In parte questo è inevitabile, e anche giusto. Attraverso le storie di ciò che accade attorno , noi ci facciamo un’idea non solo di come è la nostra società, ma anche di come vorremmo che fosse. Discutere di ciò che accade aiuta i gruppi e le comunità a ridefinire ciò che è bene e ciò che è male, ciò che è lecito e ciò che non lo è: in fondo, è per questo che si sono sempre raccontate storie, che potevano essere d’amore e di vita, ma più spesso erano di guerra e di morte. Si raccontavano e si discutevano, per tirarne fuori “la morale”, cioè un insegnamento per il futuro.
Ma quando le storie sono solo di guerra e di morte, e quando su di esse si insiste in modo ossessivo, allora i media si trasformano in fabbriche di paura e contribuiscono a deformare le percezioni di quella realtà che dovrebbero raccontare.
Secondo il IX Rapporto sulla Sicurezza e l’Insicurezza sociale in Italia e in Europa del marzo 2016, quasi l’81% degli italiani riteneva che i reati erano aumentati nell’ultimo anno, anche se i dati ci dicevano che erano in realtà diminuiti, soprattutto quelli più gravi. La percezione si discosta dunque profondamente dalla realtà.
Ed è difficile non mettere in relazione questo fatto con la persistenza della cronaca nera sui media italiani.
Uno dei rapporti precedenti faceva notare come nel 2013 nei Tg italiani il 49% delle notizie fossero sulla criminalità, mentre in altri telegiornali europei si verificavano agende diverse.
Insomma, non è obbligatorio incentrare la programmazione sulla nera.
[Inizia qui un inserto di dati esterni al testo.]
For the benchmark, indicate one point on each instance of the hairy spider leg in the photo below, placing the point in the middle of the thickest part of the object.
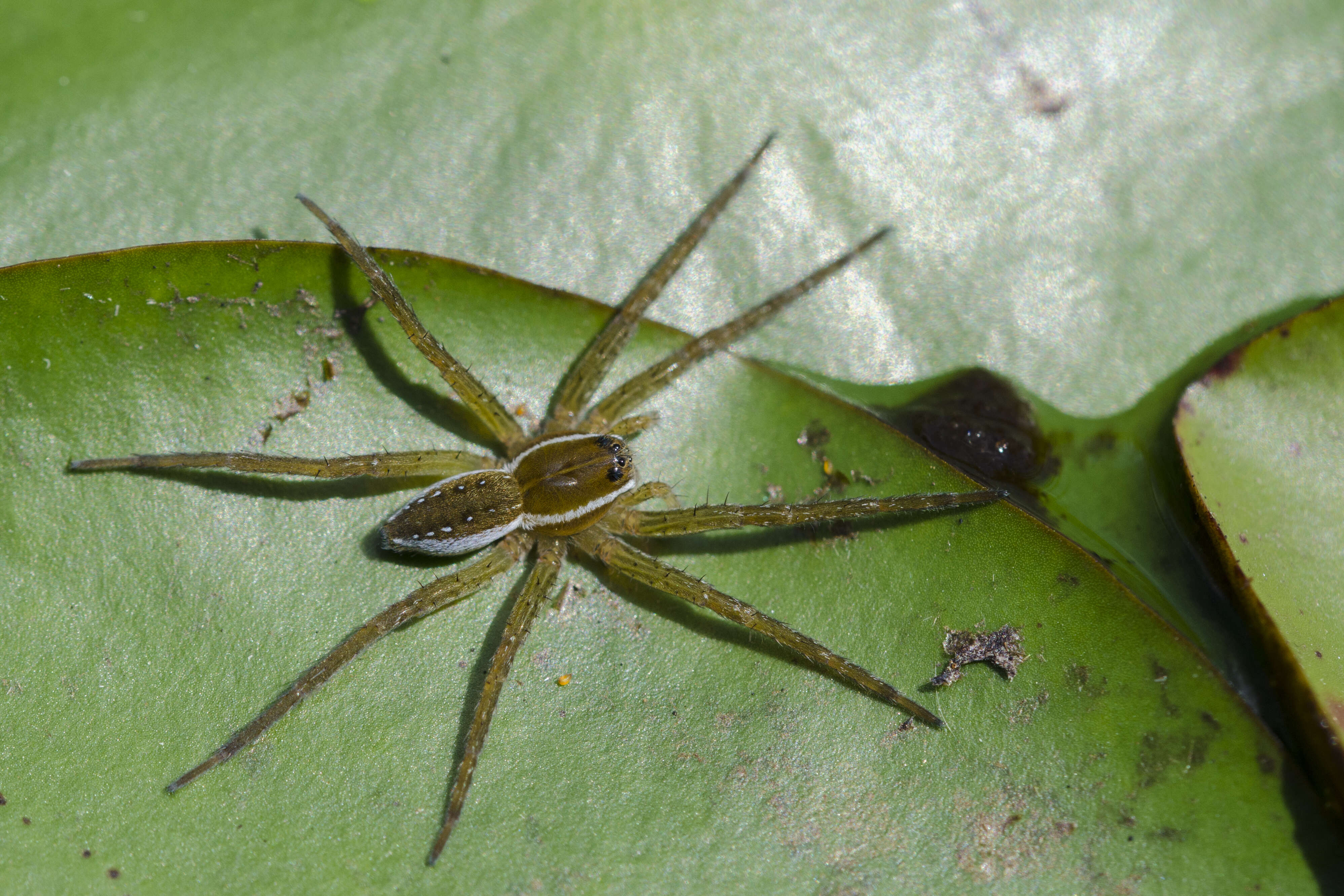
(588, 371)
(382, 465)
(734, 516)
(421, 602)
(549, 557)
(643, 386)
(646, 492)
(617, 555)
(479, 399)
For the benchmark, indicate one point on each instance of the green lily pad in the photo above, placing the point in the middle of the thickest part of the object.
(146, 617)
(1261, 436)
(1085, 250)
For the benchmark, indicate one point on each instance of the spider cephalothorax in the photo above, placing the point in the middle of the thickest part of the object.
(570, 484)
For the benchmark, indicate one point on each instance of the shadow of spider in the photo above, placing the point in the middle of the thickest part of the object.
(572, 484)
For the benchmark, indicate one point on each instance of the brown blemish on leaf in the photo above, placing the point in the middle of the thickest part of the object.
(1041, 97)
(1001, 649)
(292, 405)
(1160, 676)
(1025, 711)
(1013, 839)
(1158, 753)
(1171, 835)
(1225, 367)
(1101, 442)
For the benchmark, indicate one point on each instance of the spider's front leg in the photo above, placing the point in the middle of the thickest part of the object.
(437, 464)
(419, 604)
(549, 557)
(620, 557)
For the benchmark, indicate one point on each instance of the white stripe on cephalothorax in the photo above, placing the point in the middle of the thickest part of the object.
(513, 465)
(427, 544)
(533, 521)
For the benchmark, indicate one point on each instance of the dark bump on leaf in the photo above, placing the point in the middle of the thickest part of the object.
(979, 424)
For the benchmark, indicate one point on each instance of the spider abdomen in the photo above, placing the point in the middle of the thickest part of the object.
(458, 515)
(569, 481)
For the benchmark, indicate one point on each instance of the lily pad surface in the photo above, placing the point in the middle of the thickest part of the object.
(1263, 437)
(144, 617)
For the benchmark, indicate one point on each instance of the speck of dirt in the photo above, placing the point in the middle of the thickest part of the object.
(813, 436)
(1001, 649)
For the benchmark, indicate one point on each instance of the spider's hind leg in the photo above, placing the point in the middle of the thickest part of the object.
(479, 399)
(709, 518)
(592, 366)
(642, 387)
(639, 566)
(549, 557)
(417, 604)
(323, 468)
(646, 492)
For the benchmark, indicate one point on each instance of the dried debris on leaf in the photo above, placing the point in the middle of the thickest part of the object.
(1001, 649)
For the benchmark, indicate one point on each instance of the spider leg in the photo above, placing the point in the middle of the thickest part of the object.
(617, 555)
(646, 492)
(549, 557)
(632, 425)
(652, 381)
(381, 465)
(474, 394)
(417, 604)
(734, 516)
(586, 374)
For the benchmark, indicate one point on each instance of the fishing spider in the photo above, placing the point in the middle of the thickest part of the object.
(572, 484)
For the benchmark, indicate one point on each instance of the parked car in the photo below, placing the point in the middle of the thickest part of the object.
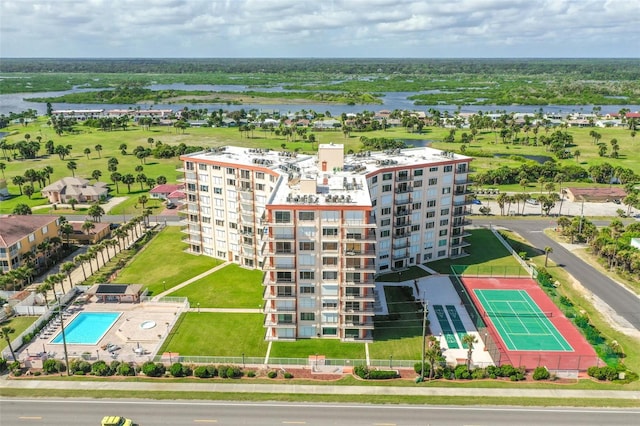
(116, 421)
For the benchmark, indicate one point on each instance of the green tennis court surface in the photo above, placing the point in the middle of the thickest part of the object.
(520, 322)
(447, 332)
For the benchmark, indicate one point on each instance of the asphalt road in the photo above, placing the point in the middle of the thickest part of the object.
(622, 301)
(52, 412)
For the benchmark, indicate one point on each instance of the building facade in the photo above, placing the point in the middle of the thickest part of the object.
(321, 227)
Lo dimostra anche il fatto che, non tutti i Tg sono uguali (il record spetta a Studio Aperto, i Tg Rai hanno sempre avuto percentuali più contenute), ma soprattutto che, negli ultimi anni, una certa tendenza al ridimensionamento degli spazi dedicati alla criminalità è chiaramente constatabile, soprattutto nel servizio pubblico.
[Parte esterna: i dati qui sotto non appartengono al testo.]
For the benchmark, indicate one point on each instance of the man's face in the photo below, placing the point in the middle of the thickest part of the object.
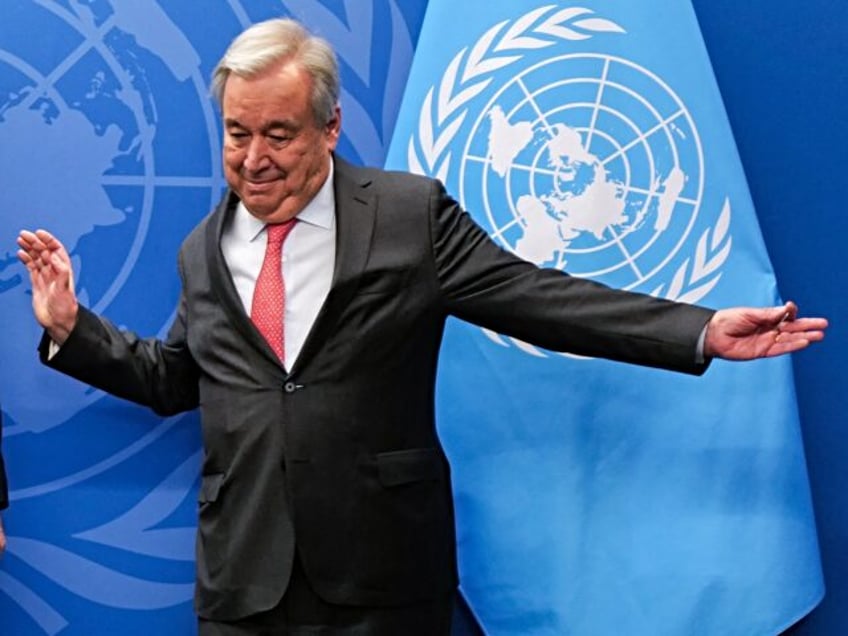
(276, 157)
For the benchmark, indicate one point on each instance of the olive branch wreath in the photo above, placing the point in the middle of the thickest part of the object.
(469, 73)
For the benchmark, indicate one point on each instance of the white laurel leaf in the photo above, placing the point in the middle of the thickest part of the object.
(567, 15)
(494, 63)
(527, 43)
(521, 26)
(446, 86)
(722, 225)
(565, 33)
(677, 283)
(469, 93)
(599, 25)
(478, 52)
(452, 96)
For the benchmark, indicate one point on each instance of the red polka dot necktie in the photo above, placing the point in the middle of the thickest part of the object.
(269, 297)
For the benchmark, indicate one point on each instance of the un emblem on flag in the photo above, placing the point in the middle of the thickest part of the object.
(580, 161)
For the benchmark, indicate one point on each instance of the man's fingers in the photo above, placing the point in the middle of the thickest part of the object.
(803, 324)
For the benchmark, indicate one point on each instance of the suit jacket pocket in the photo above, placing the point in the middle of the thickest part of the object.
(382, 281)
(210, 486)
(407, 466)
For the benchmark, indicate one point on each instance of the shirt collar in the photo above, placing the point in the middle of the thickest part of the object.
(320, 211)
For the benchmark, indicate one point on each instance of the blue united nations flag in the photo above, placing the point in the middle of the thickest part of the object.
(110, 139)
(593, 497)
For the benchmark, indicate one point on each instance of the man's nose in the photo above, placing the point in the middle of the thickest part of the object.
(257, 154)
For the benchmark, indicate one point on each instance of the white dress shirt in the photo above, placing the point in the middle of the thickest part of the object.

Questo certamente vale per i TG e non per i programmi di rete, sui quali non ho dati precisi, ma che mi sembrano avere la capacità di trasformare gli episodi di cronaca in serial infiniti, con un effetto moltiplicatore: il reato è uno solo, ma sembra che accada ogni giorno.
Inutile dire che tutto questo ha delle ricadute pesanti anche sui comportamenti dei cittadini: una società impaurita è più chiusa nei confronti degli altri, non ha fiducia negli altri e vota con la pancia.
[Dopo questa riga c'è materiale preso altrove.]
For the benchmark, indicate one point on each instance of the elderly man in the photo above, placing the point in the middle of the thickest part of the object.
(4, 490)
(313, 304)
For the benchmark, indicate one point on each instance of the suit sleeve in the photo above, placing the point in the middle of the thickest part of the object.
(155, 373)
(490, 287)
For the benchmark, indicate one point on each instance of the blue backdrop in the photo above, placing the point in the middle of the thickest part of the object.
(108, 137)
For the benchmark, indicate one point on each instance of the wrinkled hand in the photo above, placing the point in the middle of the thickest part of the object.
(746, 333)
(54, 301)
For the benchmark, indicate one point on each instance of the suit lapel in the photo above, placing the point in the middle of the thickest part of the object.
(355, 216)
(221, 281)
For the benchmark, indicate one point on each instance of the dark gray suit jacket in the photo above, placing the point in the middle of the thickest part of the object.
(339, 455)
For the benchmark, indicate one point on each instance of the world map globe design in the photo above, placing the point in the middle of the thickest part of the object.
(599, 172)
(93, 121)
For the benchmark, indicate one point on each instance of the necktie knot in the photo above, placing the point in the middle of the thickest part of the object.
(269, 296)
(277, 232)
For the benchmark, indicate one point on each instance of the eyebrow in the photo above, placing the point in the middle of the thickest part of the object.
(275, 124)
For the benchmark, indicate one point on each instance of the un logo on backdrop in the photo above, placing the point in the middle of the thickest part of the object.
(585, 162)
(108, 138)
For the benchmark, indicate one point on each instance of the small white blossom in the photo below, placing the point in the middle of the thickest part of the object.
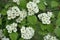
(4, 38)
(32, 7)
(17, 1)
(27, 32)
(36, 1)
(49, 14)
(45, 17)
(50, 37)
(11, 27)
(13, 12)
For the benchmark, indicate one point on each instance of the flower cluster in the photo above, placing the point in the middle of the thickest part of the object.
(11, 27)
(13, 12)
(17, 1)
(1, 33)
(23, 14)
(4, 38)
(32, 7)
(49, 37)
(27, 33)
(36, 1)
(45, 17)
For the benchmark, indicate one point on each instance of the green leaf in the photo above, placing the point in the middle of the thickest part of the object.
(32, 20)
(3, 12)
(5, 32)
(21, 39)
(23, 3)
(57, 31)
(13, 36)
(41, 6)
(54, 4)
(0, 21)
(58, 15)
(58, 22)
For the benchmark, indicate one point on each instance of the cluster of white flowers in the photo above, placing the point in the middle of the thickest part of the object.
(23, 15)
(32, 7)
(1, 33)
(13, 12)
(11, 27)
(27, 33)
(4, 38)
(45, 17)
(17, 1)
(49, 37)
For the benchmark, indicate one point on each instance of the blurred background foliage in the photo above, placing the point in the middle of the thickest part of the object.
(33, 21)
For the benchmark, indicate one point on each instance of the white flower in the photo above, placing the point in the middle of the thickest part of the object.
(50, 37)
(11, 28)
(22, 16)
(17, 1)
(1, 33)
(36, 1)
(49, 14)
(13, 12)
(32, 7)
(27, 33)
(4, 38)
(45, 17)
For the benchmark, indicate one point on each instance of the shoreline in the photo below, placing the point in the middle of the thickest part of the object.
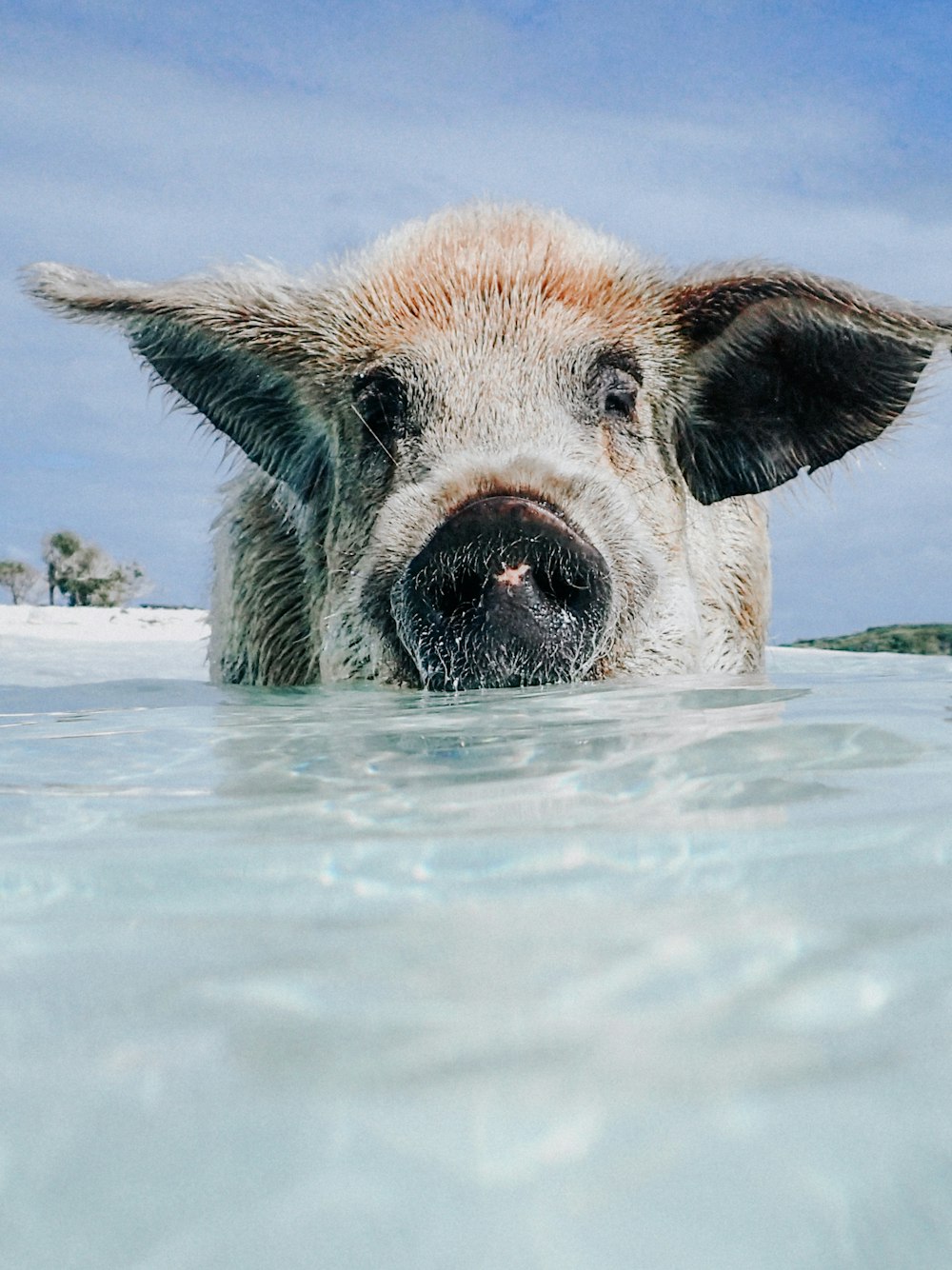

E c’è da aggiungere che quelle sui crimini non sono le sole notizie ansiogene e che la fabbrica della paura passa anche attraverso il modo in cui viene notiziata l’immigrazione o la situazione politica, ma questo è un altro discorso.
Fiorello ha avuto il merito di riportare all’attenzione pubblica un tema con cui da tempo educatori, esperti e cittadini consapevoli si confrontano. La sua proposta è di lasciare “sangue e cronaca nera” alle “sedi competenti”, cioè ai TG e alla magistratura, e di smetterla di spaventare le persone, anziane e non.
Ma questo vorrebbe dire lasciare più spazio ai problemi veri e alle buone notizie, e occuparsi di questo è molto più difficile, dal punto di vista professionale, e paga meno in termini di audience.